Local women love the physicality, team aspect of roller derby

Photo courtesy of Mark McClary.Local roller derby players, left to right, are Jena McClary of Derry, Shelby Walker of North Andover and Heather Iram Faretra of Methuen.

This is not exactly breaking news, and not a lot of people would know it, but the Roller Derby season is rapidly approaching.

It begins in April and runs well into the fall, with the nearest league holding competitions in Manchester, N.H., at the JFK Coliseum.

Who knew? Well, there are a number of local women who are well aware and they’re anxious for the season to begin.
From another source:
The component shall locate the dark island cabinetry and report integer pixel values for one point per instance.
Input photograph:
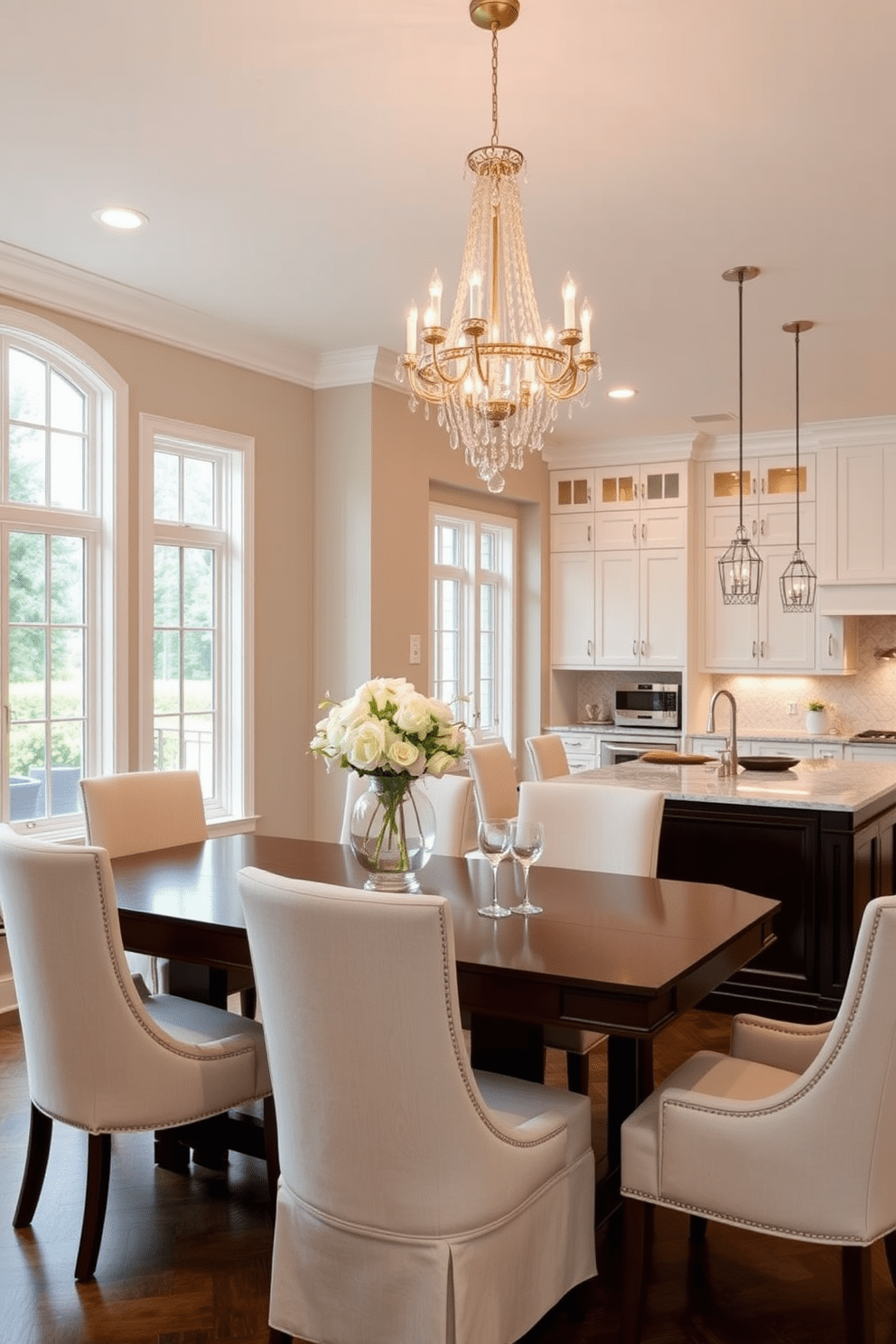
(822, 864)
Their names are Jenna McClary of Derry, Heather Iram Faretra of Methuen and Shelby Walker of North Andover.

For these women, all of whom are in their mid-40s, there is nothing comparable to roller derby and the season can’t come fast enough.

“It’s taxing but it’s a lot of fun and I love to challenge myself,” said the 45-year-old Walker, who is an attorney who works in Cambridge. “I think it’s really empowering.”
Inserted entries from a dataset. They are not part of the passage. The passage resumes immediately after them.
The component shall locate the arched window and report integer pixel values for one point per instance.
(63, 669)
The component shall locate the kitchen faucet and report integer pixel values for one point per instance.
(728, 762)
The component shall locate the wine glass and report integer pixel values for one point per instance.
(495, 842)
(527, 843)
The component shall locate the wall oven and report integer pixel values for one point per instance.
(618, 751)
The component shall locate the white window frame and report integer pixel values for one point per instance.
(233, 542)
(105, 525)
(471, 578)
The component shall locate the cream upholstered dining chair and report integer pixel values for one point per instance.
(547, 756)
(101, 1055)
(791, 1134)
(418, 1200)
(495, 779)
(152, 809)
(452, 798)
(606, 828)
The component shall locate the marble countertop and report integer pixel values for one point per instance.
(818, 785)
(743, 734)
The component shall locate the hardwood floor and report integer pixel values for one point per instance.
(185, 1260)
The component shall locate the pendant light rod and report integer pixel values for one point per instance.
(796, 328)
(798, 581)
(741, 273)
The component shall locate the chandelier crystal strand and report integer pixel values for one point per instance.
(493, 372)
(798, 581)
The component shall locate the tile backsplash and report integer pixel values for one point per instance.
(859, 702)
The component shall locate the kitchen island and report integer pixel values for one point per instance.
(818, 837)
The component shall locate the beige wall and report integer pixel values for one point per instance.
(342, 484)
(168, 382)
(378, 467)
Agrees 44-year-old Faretra: “It’s hard work, one of the hardest things I’ve ever done, but it’s fun and I love that it’s an accepting community. I look forward to playing with my teammates.”

Faretra, a special ed teacher in Methuen who goes by the name “Stormy Heather” (all players have a catchy nickname), has been playing in the New Hampshire Roller Derby League for only three years as a member of the New Hampshire Roller Derby All-Stars team while Walker, or “Shel B Trouble” has been involved for six years. 

Of the three, the 43-year-old McClary, or “Pixie Bruiser,” is a grizzled veteran, having played off and mostly on for 11 years, pretty much since the league started in 2007.

“I like the exercise the most,” said McClary. “I never get to the gym and I like the roller skating plus I like the contact. I don’t get tired of it.”

McClary, Faretra and Walker are all “blockers” for the All-Stars and they get plenty of contact in what is clearly a physical sport. That, and the teamwork involved, is one of the main things that drew them to the sport.

“I was attracted to it because it was a contact female sport and it was something I could do that was different,” said Walker, who played field hockey, soccer, basketball and softball growing up in Ipswich. “There aren’t a lot of team sports available to older women and really no contact sports.

“I think it’s empowering. You get to skate and you get to hit.”

Faretra, who grew up in Newburyport, played some rugby while a student at Oberlin College and became a fan of contact sports, making roller derby a natural for her.

“It (roller derby) is very physical,” said Faretra. “It’s like a hockey level of checking and you get your share of bumps and bruises.”

The physical nature of roller derby has remained constant over the years, even though from its early days in the 1970s and 1980s there has been a steady flow of rules implemented to ensure safety. While hitting, for example, players can’t use their head, elbows, knees or feet.

Partly because of the surge of new rules, the game has changed a bit in the last decade according to McClary.

“There is still plenty of contact — there are a lot of penalties — but the game is more refined now and it’s gotten more competitive,” said McClary, who previously lived in Haverhill and is a graphic designer working in Groveland. “There’s more strategy and you have to be thinking ahead all the time.”

Perhaps because she is an attorney, Walker appreciates the mental aspect of the sport.

“It’s not a tame sport and it’s still fast-paced but it’s evolved into a more strategic game,” said Walker. “You really need to plan ahead and work as a unit.”

The combination of terrific exercise with its physical nature, plus that the reality that it’s also a good (and one of the only for older women) team sport that requires mental adjustments all make the players envision playing for years to come.

“I plan on playing until my body says I can’t do it anymore,” says Faretra. “I hope to play for quite awhile.”

Sounding a little bit like Tom Brady, Walker has a similar vision. “Assuming I’m injury free, I’d like to play until I’m 50,” she said. “It’s fun and I want  to keep challenging myself.”